Credit Report and Credit Score
Credit Report and Credit Score : Your credit report and the credit score attached to it are two different things – but both are needed by lenders to assess whether the borrower has a good chance of defaulting on a loan or not. The credit report is what lenders will use to determine creditworthiness and the credit score is a numeric representation of that report that lenders will use to determine the interest and terms of the loan. The FICO scoring model is widely used by lenders to determine the score of individuals that are potential borrowers. While it sounds complicated, once you understand the FICO scoring model the concepts are fairly simple. 개인파산 변호사 The FICO scoring model essentially breaks down the information on your credit reports into single, numerical “points”. A FICO score is a three-digit number that gives you a measure of your credit worthiness.

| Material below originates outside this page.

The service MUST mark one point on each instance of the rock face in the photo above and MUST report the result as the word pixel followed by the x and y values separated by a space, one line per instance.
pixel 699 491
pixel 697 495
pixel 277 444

Okay, so how does a FICO score work? The FICO scoring model is designed to assess your likelihood of defaulting on a loan based on information from your credit reports and credit score. Simply put, the FICO scoring model takes the information that is in your credit reports from the three major credit bureaus and uses them to determine your credit score. Therefore, they look at the amount you owe, your current payments, how much credit you have remaining, your payment history and your credit mix. The information then is put through a mathematical formula, which produces a three digit number. Most people understand that the lower the number, the less likely you are of defaulting on a loan, but they don’t really understand the factors that go into that number.
That’s where the free credit report comes in. The free credit report is offered by some of the major credit report bureaus – Dun & Bradstreet, Equifax and Experian, and is available to you for free. By requesting a copy of your report, you can look over your credit report and see how lenders are evaluating your creditworthiness. The number assigned to you by the FICO scoring system is a percentage of that report, with the majority of lenders and potential lenders using the range of 300 to 850 as the cut off point. The FICO scoring model takes an average of your payment history – 15% of the total – and your credit mix – 10% of the total – and analyzes how likely you are to default on a loan. For example, if you cover your loans with installment payments (car payments, home payments) then you are less likely to default on the loans because these installment payments are a big part of the credit mix. Therefore, when a lender looks at someone that has a home loan or car loan and a credit card they are going to look at that person as less of a risk because these loans are spread out over a long period of time and don’t always reflect the latest financial mistakes.
A free copy of your credit report is a great education for anyone wanting to learn about their credit and finances. By checking over your report you can ensure that the information is correct. Bad information can cost you a lot of money simply because a bad loan score can result in you being unable to get a mortgage, a car loan, rent an apartment or even a cell phone. Check your report often and you can also make sure there are no mistakes!